Music Publishing News Roundup: Friday November 6, 2015

Jim Campbell on Nov 5, 2015


Taylor Swift is facing a $42 million lawsuit for alleged plagiarism in her song “Shake It Off”. The lawsuit was filed by Jesse Graham, an obscure R&B singer, who alleges that Swift lifted lyrics from his song “Haters Gonna Hate”. Interestingly, Graham is representing himself according to the lawsuit he filed “which contains handwritten content and is clearly not the work of a professional lawyer.”

This week, Pan-European licensing hub ICE was introduced with the purpose of simplifying digital music services for the entire content. After being granted approval from the European Commission, ICE was formed by three of Europe’s largest collection societies: PRS for Music (UK) , STIM (Sweden), and GEMA (Germany). The service is intended to expedite and simplify rights negotiations for digital music services in Europe. Karsten Dyhrberg Nielsen, CEO of STIM, described ICE as having been “Developed to deliver quality solutions to an increasingly international and borderless market.”    

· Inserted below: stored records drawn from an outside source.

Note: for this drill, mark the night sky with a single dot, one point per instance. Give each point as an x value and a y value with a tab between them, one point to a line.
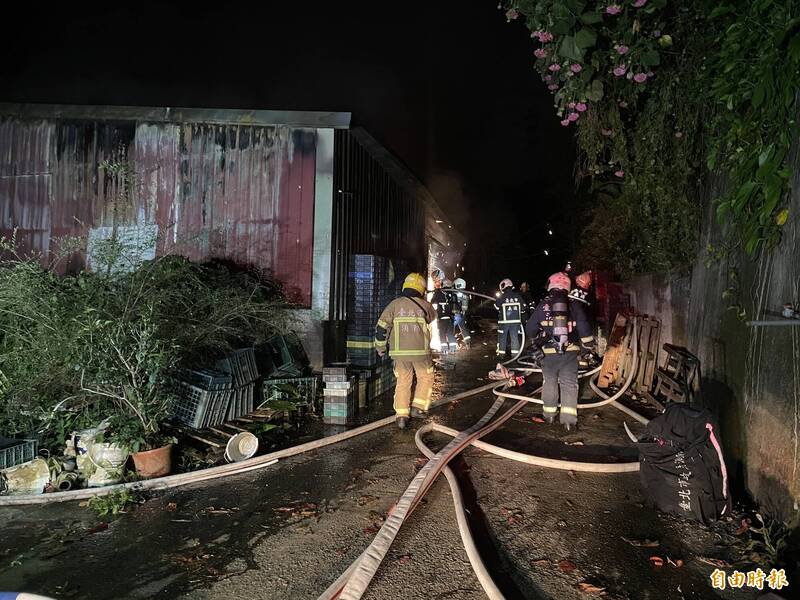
448	86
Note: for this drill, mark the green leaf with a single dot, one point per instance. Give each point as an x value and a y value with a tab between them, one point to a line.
758	94
651	58
595	91
585	38
569	50
591	18
561	26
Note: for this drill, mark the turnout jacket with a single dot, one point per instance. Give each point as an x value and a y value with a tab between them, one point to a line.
510	307
539	328
404	326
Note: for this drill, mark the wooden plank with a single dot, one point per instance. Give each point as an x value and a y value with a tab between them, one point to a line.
655	345
611	359
645	331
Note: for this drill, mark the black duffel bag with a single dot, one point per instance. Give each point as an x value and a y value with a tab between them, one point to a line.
681	465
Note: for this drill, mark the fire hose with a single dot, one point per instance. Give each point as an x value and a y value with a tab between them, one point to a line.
352	584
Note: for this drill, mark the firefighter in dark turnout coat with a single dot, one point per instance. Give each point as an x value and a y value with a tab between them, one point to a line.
559	332
510	309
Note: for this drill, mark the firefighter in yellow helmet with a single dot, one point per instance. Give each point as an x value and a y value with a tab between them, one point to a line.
404	326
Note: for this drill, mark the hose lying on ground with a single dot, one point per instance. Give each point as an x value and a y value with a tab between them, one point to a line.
352	584
251	464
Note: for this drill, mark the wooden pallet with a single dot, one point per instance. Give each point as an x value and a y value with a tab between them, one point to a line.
649	341
616	353
675	381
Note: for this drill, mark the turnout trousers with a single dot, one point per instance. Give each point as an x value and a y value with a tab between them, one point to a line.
508	338
405	370
560	374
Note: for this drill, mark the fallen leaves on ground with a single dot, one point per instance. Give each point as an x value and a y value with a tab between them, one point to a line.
566	565
540	562
299	509
715	562
588	588
656	561
675	563
102	526
745	526
219	510
645	543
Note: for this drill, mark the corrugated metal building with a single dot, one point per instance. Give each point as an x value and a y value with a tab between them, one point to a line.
291	193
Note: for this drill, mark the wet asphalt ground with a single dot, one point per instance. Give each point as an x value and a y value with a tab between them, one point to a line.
289	530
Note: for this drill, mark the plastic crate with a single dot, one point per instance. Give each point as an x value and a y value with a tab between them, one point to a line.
241	365
16	452
306	386
197	407
208	379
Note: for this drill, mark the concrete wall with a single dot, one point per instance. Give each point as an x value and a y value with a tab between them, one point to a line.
750	375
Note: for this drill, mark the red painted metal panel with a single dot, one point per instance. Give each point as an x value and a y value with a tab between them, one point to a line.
234	192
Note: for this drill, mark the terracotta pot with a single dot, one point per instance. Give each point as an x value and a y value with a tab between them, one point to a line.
153	463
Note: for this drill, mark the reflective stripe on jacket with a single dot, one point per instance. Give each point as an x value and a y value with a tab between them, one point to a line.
405	326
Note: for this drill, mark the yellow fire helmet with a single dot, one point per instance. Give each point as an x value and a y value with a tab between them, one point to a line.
416	282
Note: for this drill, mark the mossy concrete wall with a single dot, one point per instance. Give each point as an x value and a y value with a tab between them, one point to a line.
750	374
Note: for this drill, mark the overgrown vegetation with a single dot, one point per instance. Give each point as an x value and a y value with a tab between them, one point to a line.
75	349
661	95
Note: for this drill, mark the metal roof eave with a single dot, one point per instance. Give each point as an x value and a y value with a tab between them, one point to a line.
151	114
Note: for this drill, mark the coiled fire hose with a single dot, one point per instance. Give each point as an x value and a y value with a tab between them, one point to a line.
352	584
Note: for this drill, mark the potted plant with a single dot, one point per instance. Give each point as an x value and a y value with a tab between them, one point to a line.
128	367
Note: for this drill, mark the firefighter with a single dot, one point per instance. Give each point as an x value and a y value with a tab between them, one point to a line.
443	305
461	306
509	318
404	326
559	330
580	292
528	304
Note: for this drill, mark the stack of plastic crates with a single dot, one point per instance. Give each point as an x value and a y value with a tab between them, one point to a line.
202	397
340	396
16	452
302	391
368	293
241	366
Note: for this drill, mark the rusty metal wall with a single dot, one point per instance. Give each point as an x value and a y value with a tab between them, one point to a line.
228	191
373	213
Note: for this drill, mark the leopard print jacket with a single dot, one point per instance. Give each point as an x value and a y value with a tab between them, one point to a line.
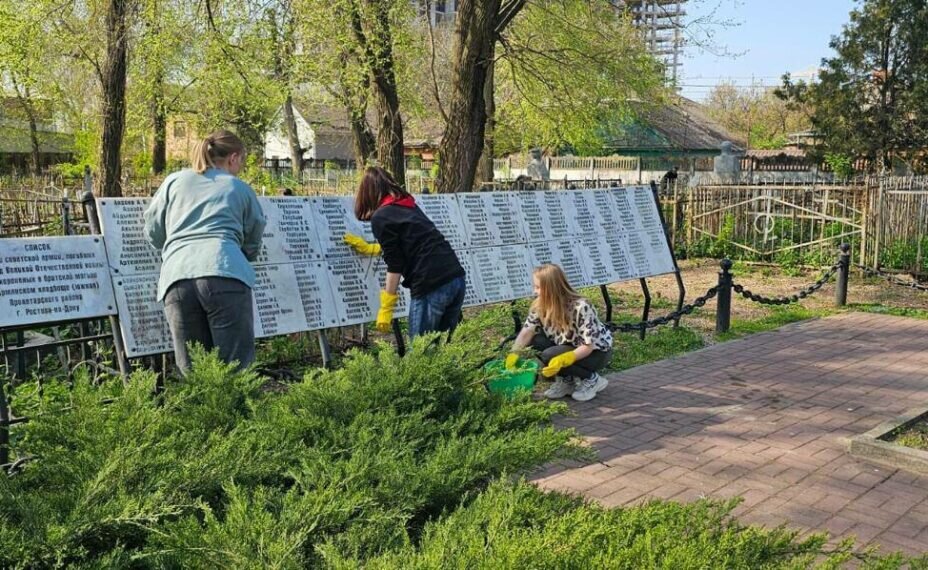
586	328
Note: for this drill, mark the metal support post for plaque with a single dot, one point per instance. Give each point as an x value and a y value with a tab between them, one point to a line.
647	305
398	335
90	212
844	268
723	301
607	299
4	427
65	216
681	288
324	349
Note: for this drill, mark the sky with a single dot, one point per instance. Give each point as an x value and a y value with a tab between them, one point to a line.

Napster has returned to prominence in the music industry by re-launching as a subscription streaming service in Canada. Notorious for transforming the music industry as a file-sharing site over 15 years ago, the company is returning to Canada's already crowded and competitive streaming space by offering a catalog of 35 million songs for CAN $9.99 per month. Napster’s CEO Ethan Rudin released a statement saying “It was important to us that we enter Canada with a personalized music experience that has a complete catalog of local, national and international artists.”